Strength vs. Cardio: What's Better? The Answer is 'Both'
Translated from Korean, summarized and contextualized by DistantNews.
TLDR
- A growing trend in the US favors strength training over cardio, with public figures like Robert F. Kennedy Jr. promoting it.
- Experts emphasize that while strength training offers benefits like muscle maintenance and reduced mortality risk, aerobic exercise is crucial for longevity and cardiovascular health.
- The optimal strategy for maximum health benefits involves combining both strength and aerobic exercises, with various methods to integrate them into daily routines.
In the United States, a noticeable shift is occurring, with strength training gaining significant traction, even championed by public figures. This trend, highlighted by Health and Human Services Secretary Robert F. Kennedy Jr. and celebrity Kid Rock, emphasizes the perceived benefits of resistance exercises.

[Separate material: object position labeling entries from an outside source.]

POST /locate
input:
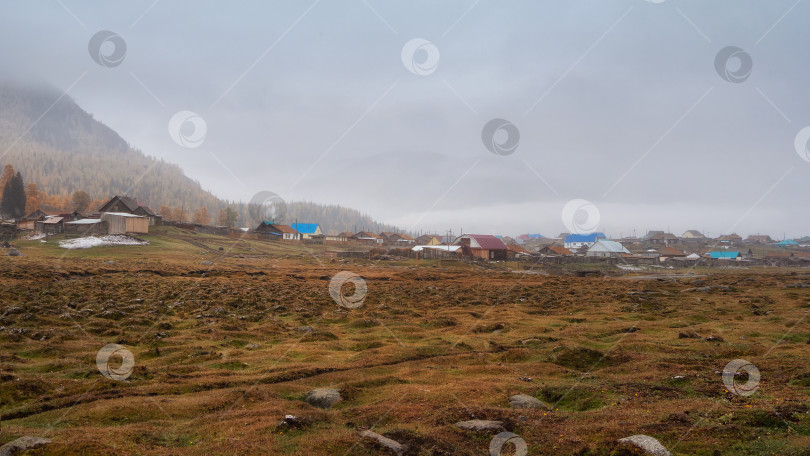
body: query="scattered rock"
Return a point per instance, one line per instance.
(323, 397)
(22, 444)
(481, 425)
(579, 358)
(648, 444)
(526, 401)
(398, 448)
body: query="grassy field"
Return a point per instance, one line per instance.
(227, 342)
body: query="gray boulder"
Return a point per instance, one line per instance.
(526, 401)
(481, 425)
(398, 448)
(323, 397)
(22, 444)
(649, 445)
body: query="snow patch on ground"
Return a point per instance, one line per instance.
(93, 241)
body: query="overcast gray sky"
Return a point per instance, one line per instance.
(619, 103)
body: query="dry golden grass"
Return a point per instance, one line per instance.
(222, 354)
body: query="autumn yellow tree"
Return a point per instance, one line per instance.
(8, 174)
(179, 214)
(80, 200)
(227, 217)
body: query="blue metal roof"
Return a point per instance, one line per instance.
(593, 237)
(305, 228)
(718, 255)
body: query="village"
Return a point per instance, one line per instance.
(123, 215)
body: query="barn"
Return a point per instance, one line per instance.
(123, 223)
(483, 246)
(86, 227)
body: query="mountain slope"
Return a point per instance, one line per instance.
(60, 147)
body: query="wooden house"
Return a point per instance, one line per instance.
(269, 230)
(124, 223)
(482, 246)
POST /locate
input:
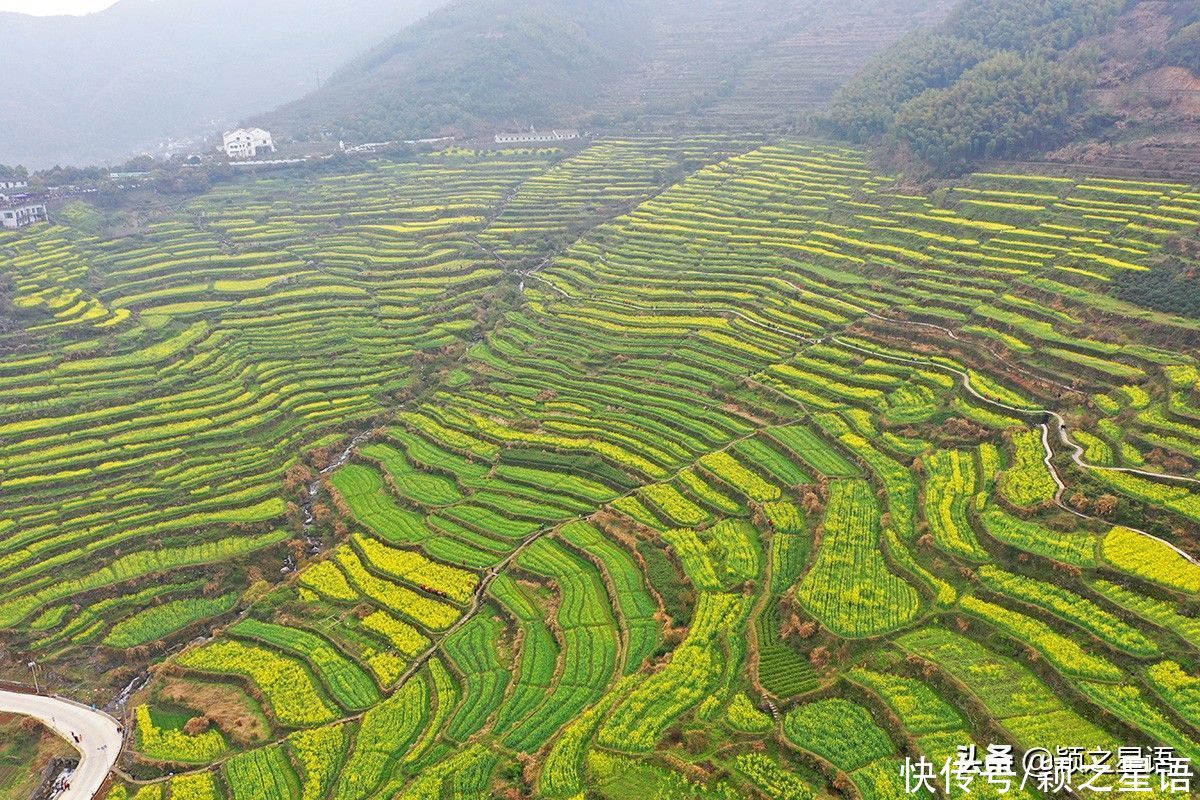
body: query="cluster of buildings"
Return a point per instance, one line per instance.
(246, 143)
(18, 210)
(18, 214)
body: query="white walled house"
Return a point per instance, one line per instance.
(247, 143)
(22, 214)
(535, 137)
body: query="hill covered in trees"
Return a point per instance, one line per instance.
(85, 89)
(1005, 80)
(477, 65)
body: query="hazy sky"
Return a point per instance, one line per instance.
(54, 6)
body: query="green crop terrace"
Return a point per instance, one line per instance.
(678, 468)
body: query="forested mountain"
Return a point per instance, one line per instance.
(1007, 79)
(79, 89)
(478, 65)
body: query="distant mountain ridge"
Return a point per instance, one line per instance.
(85, 89)
(1023, 78)
(478, 65)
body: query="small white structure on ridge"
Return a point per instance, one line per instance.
(533, 136)
(18, 215)
(247, 143)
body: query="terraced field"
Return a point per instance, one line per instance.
(761, 475)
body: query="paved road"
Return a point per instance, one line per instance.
(100, 739)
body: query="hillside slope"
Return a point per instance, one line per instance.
(1009, 80)
(82, 89)
(478, 65)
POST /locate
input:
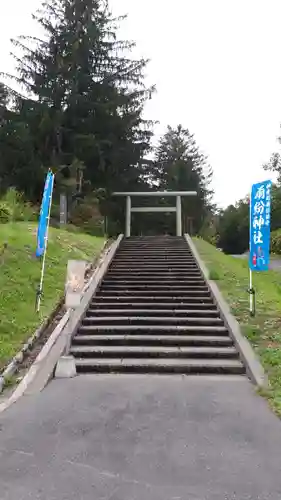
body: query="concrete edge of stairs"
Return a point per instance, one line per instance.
(253, 366)
(42, 369)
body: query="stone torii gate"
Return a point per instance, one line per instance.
(177, 209)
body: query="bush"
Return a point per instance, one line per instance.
(86, 216)
(275, 244)
(6, 214)
(15, 208)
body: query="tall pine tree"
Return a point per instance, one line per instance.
(85, 95)
(180, 166)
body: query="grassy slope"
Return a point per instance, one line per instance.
(20, 274)
(263, 331)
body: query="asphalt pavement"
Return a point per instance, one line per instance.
(141, 438)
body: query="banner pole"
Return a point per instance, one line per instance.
(40, 288)
(251, 290)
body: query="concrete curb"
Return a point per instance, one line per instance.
(43, 367)
(16, 361)
(254, 368)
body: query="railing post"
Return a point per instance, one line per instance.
(179, 221)
(128, 217)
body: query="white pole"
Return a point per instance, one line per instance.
(178, 214)
(45, 250)
(251, 296)
(128, 217)
(251, 291)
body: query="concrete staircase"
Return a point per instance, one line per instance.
(154, 313)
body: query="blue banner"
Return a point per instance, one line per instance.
(260, 226)
(44, 215)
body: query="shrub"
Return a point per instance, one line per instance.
(6, 213)
(275, 244)
(18, 208)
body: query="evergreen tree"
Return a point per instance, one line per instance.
(85, 95)
(180, 166)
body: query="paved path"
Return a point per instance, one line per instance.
(140, 438)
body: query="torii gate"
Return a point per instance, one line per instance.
(177, 208)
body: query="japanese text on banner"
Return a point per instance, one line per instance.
(260, 226)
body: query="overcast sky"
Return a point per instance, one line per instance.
(216, 65)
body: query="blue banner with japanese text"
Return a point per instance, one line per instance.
(260, 226)
(44, 215)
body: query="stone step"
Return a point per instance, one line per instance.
(153, 276)
(179, 299)
(154, 340)
(152, 352)
(153, 312)
(100, 304)
(147, 283)
(148, 286)
(153, 329)
(162, 365)
(151, 292)
(150, 320)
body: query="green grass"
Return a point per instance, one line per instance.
(264, 330)
(20, 275)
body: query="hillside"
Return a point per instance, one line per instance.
(263, 331)
(20, 275)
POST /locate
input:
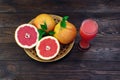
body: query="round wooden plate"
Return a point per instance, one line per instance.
(64, 49)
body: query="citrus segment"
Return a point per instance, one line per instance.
(26, 36)
(47, 48)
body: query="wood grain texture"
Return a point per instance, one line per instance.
(100, 62)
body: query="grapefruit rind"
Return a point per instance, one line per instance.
(50, 57)
(16, 36)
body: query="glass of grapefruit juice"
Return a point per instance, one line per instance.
(88, 31)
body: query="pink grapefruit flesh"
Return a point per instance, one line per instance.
(47, 48)
(26, 36)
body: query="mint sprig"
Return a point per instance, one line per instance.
(42, 32)
(63, 22)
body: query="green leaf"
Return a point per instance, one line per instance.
(51, 33)
(63, 22)
(66, 18)
(41, 33)
(44, 27)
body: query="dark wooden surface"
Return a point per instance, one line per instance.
(100, 62)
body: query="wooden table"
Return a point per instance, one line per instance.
(100, 62)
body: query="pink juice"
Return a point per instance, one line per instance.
(88, 31)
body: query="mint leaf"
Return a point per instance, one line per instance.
(63, 22)
(44, 27)
(41, 33)
(51, 33)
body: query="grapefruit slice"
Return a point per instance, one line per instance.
(26, 36)
(47, 48)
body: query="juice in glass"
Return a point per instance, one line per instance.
(88, 31)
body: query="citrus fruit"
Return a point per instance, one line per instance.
(26, 36)
(44, 18)
(47, 48)
(65, 35)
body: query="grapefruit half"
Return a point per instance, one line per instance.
(26, 36)
(47, 48)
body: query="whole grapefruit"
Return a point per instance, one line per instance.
(47, 48)
(26, 36)
(44, 18)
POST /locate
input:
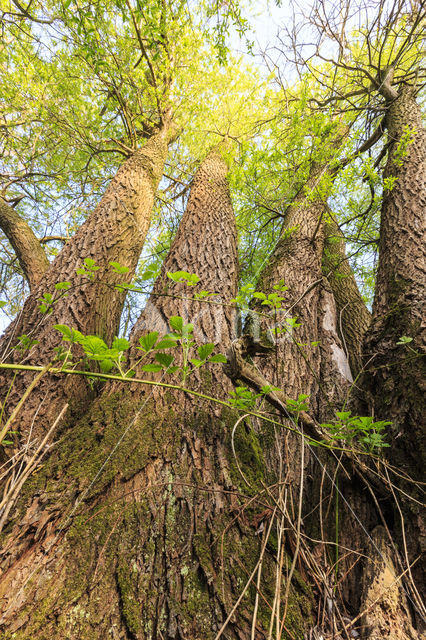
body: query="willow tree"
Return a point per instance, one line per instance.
(175, 506)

Social media is awash with videos showcasing these workouts, reflecting a broader cultural embrace of physical fitness.
Strength training is the 'car body.'
This surge in popularity is understandable, given the well-documented advantages of strength training. Studies consistently link it to maintaining muscle mass, crucial for independence as we age, and improving bone health. Furthermore, it plays a role in stress reduction and potentially extending lifespan. The convenience of strength training, fitting into busy schedules and yielding visible results, makes it an attractive option for many.
However, health organizations like the WHO recommend a combination of aerobic and strength training for optimal health. While strength training builds the body's 'structure,' aerobic exercise powers the 'engine.' Cardiovascular health, improved circulation, and enhanced efficiency of oxygen and nutrient delivery are primarily benefits derived from aerobic activities. Neglecting cardio can lead to a less efficient heart and weakened blood vessels over time.
Strength training alone can reduce the overall risk of death by about 15%.
Therefore, the most effective approach to health involves integrating both. Whether through dedicated gym sessions or incorporating short bursts of cardio into daily life, the synergy between strength and aerobic exercises offers the most comprehensive benefits. This balanced approach ensures not only a strong physique but also a robust and efficient cardiovascular system, crucial for long-term well-being.
The WHO, along with major health organizations, recommends combining 150-300 minutes of moderate-intensity aerobic exercise or 75-150 minutes of high-intensity physical activity per week with at least two strength training sessions.